# Colonial Recipes :)



## lhalfcent (Mar 11, 2010)

found this site and have made a few items.
gotta read through it though cuz of the way the recipes read and what ingredients they refer to.
like 'loaf sugar' which is really sugar that has hardened you have to chip off what you need. lol
anyway, enjoy.
Colonial Recipes


----------



## goshengirl (Dec 18, 2010)

Oh how cool! Thank you!


----------



## *Andi (Nov 8, 2009)

:thankyou:

Very nice ... I love the ol recipes.


----------



## Jason (Jul 25, 2009)

That sounds like a whole list of rainy day projects...BTW-where does one purchase "sea moss"?


----------



## lhalfcent (Mar 11, 2010)

good question Jason. I figured i would use oatmeal however the recipe says the taste isn't that good? lol I did make the mulligen stew tho. yummy!


----------



## Emerald (Jun 14, 2010)

For those who would like to taste what loaf sugar is like the closest thing I've found is Piloncillo(spelling here) Mexican sugar. it is a cone of hard brown low processed sugar that is used quite a bit in older type Mexican cooking... I became friends with one of the families that rented across the way(old farm house with two apartments) and she hardly spoke English but she taught me several different things and one was the cone sugar.. I love the flavor in somethings. it is like a richer brown sugar than ours. And I taught her my Italian tomato sauce and several different things to do with it.. Their whole family loved baked pasta dishes.

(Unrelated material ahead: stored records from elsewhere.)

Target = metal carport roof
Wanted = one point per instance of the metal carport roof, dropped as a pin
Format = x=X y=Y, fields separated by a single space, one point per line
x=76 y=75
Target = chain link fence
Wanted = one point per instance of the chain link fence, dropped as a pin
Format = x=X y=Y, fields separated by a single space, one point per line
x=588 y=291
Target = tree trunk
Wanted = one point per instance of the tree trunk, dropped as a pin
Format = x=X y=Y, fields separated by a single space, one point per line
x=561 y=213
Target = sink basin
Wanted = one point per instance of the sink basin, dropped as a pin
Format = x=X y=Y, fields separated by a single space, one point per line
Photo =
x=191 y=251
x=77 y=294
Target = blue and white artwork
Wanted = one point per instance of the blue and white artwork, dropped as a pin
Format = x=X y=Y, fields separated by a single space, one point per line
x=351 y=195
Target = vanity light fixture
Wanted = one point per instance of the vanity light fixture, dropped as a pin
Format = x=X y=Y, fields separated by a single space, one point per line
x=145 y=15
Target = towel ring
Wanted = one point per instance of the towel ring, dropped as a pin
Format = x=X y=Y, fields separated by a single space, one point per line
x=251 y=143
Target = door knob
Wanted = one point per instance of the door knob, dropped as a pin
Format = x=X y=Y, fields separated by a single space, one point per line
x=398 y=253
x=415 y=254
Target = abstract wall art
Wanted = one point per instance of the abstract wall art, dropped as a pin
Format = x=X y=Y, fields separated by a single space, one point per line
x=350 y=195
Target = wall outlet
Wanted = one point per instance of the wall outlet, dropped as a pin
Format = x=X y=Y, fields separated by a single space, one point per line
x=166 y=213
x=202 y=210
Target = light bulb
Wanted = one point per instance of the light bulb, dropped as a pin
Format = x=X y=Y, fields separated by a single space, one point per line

I've learned a few things from going to the small "reenactments" about how people lived during wars and the Fort Michilimackinaw. Indian encampments and trapper camps.. I don't know if they still do that kind of thing or not but many of the things they did are close to that site's cooking. 
I would love to go to Colonial Williamsburg and stay a week and learn/teach the cooking there.


----------



## bassmasterskip (Apr 10, 2010)

*Colonial Recipes*

What a great post Some new eats to try Thanks


----------